Violet was about to press the matter, but Mary interrupted. “Violet, we aren’t willing or able to accept that’s what happened. I’m not sure you understand just how much we’ve lost.”
Violet dropped the argument. “But even if we beat the Omniscience Engine in New York, what if other Omniscience Engines are still running in other countries and decide to come after us?”
I considered it. “There’s only one Omniscience Engine. Why repeat the same process multiple times? Why not just pool all the resources together to accomplish the goal faster?”
&nb
sp; Mary’s eyes widened. “Because it’s an experiment and the goal was never real or at least isn’t what we thought it was. I don’t think the Omniscience Engine is looking to establish Absolute Knowledge directly. I think they’re looking for the tool they need to discover it. Something that apparently can’t be found by pooling together the resources of its isolated systems.”

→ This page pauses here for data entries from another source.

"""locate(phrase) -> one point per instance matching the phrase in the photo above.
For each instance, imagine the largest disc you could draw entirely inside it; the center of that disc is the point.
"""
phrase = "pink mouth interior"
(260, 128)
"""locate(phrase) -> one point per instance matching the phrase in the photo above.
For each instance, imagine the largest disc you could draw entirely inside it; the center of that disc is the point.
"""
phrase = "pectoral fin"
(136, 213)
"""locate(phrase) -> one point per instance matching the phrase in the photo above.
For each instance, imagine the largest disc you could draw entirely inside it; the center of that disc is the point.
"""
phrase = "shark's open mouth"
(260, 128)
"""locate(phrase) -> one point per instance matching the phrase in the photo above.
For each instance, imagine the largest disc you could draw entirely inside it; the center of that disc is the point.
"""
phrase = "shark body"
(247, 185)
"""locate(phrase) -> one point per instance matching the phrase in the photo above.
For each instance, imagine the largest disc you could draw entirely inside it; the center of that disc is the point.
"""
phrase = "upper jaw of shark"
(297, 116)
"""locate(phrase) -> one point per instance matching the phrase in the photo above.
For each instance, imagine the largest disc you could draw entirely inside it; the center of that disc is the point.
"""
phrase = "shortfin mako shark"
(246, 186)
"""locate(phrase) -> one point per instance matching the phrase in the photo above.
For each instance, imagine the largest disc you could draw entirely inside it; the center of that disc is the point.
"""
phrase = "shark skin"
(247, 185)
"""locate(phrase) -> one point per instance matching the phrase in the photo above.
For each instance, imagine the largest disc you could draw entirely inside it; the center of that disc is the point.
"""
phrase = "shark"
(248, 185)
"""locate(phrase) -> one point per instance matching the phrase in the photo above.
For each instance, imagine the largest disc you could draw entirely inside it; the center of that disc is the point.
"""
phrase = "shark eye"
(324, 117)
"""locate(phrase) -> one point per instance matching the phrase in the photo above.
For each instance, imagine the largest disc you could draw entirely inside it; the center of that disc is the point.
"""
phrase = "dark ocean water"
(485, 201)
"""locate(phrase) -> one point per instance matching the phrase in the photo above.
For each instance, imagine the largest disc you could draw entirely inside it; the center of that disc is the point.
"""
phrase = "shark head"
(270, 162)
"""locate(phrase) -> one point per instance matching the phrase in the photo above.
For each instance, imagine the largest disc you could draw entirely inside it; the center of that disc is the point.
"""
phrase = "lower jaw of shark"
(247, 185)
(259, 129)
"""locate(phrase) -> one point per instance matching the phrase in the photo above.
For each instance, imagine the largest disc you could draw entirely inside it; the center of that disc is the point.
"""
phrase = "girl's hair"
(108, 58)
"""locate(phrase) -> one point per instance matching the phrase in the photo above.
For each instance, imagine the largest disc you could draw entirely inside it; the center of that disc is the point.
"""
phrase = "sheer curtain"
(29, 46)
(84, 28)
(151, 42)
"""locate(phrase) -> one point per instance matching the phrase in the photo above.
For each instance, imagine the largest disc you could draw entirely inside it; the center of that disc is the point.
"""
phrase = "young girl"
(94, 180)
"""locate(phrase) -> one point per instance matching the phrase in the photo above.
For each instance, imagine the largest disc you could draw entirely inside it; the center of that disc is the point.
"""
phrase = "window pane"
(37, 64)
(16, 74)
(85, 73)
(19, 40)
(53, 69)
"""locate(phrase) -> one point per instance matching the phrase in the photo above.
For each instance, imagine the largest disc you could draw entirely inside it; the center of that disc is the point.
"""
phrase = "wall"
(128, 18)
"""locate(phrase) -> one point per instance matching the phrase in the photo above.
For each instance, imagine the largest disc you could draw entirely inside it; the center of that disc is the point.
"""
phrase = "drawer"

I removed my knife and cut the Champion patch from Kira’s jacket. It was holding up better than the leather of her jacket. I pocketed it before sheathing my knife.
The front door to the home screeched open. “Violet? Everything all right? You’re not responding on comms,” Grez shouted. My heart hammered in my chest as I waited for Violet to make her decision. This was no longer under my control.
Violet hesitated for a second, grasping the plastic identification card she held, the last remnant of Kira Hollins’ life. She took a deep breath, as if she was about to yell out for help, to reveal what we had found. Then she exhaled and reached up to her face with the other hand. Her fingers traced the now bruised skin of her cheek where she’d been hit, and her facial expression hardened. She handed the identification card back to Mary. “I’m fine. Give us some privacy and we’ll be out in a second.”
“We need to keep moving. I want to cover as much ground as possible before we have to go back to the boats. There has got to be something here,” Grez called.
“Thank you,” I said as we moved, picking up our handguns from the floor.
Violet shrugged. “I can’t guarantee I will be able to protect you if he finds more bodies like this, but for now I’m with you.”
Mary pocketed Kira’s identification card, and we walked out of the house. My thoughts were frantic, and I was starting to question everything I believed. We needed answers, but I doubted Marwin would have them.
“I take it you still haven’t found anything?” Violet asked her father.
Grez shook his head, clutching his heavy assault rifle. “Empty as everything else. Anything in that house?” he asked, leveling his gaze with Violet and sweeping it over the rest of us.
“Nope,” Violet said, executing the lie with surprising proficiency. Grez apparently saw no reason to question it and we continued our search through the city, leaving the skeleton behind.